Todos os dias milhares de conduções idênticas a essa são realizadas pelas policiais militares e guardas civis Brasil afora. E na grande maioria delas não são utilizadas algemas e as partes envolvidas são conduzidas no banco de trás da viatura policial. E em quase nenhuma delas nada sequer parecido acontece. Alguém se lembra de outro caso deste? Eu não me lembro.

Não há como saber o que se passa no coração e na cabeça das pessoas. Os policiais tomaram a decisão que, por certo, acharam a mais adequada para aquele caso. Já deviam ter realizado conduções semelhantes dezenas ou centenas de vezes. E nada parecido havia ocorrido. Porque mudar o procedimento agora, se não havia justo motivo?

Certo é que, nesse exato momento, estão os dois preocupados em perder seus empregos, por algo que fugiria ao controle de qualquer pessoa.
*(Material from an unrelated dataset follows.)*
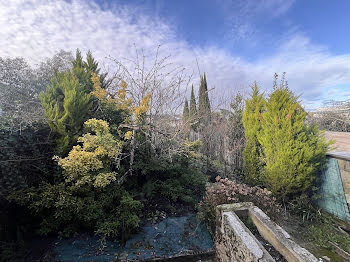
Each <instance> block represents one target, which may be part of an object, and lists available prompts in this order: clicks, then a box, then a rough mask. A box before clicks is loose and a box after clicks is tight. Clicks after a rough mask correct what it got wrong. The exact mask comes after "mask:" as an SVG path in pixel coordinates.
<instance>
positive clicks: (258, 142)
mask: <svg viewBox="0 0 350 262" xmlns="http://www.w3.org/2000/svg"><path fill="white" fill-rule="evenodd" d="M251 88H252V94H251V96H250V98H248V99H246V101H245V109H244V112H243V118H242V121H243V125H244V129H245V130H244V135H245V138H246V145H245V148H244V151H243V160H244V161H243V167H244V173H245V179H246V182H247V183H249V184H252V185H259V184H261V182H262V180H263V179H262V168H263V162H262V160H261V152H262V148H261V145H260V143H259V141H258V138H257V134H258V133H259V132H260V131H261V122H260V121H261V114H262V113H263V111H264V97H263V94H260V93H259V88H258V86H257V84H256V83H254V85H253V86H252V87H251Z"/></svg>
Não podemos condenar a atitude que tomaram, pois estaríamos sendo injustos. Dificilmente qualquer um de nós agiria de outra forma. Eles não são culpados. Culpado é o ex-marido que a assassinou. Esse sim merece nossa total e veemente reprovação pelo feminicídio que cometeu, crime que insiste em perdurar em razão do sentimento de impunidade que grassa nesse país. A César o que é de César!

E quem nunca confiou em alguém, que atire a primeira pedra.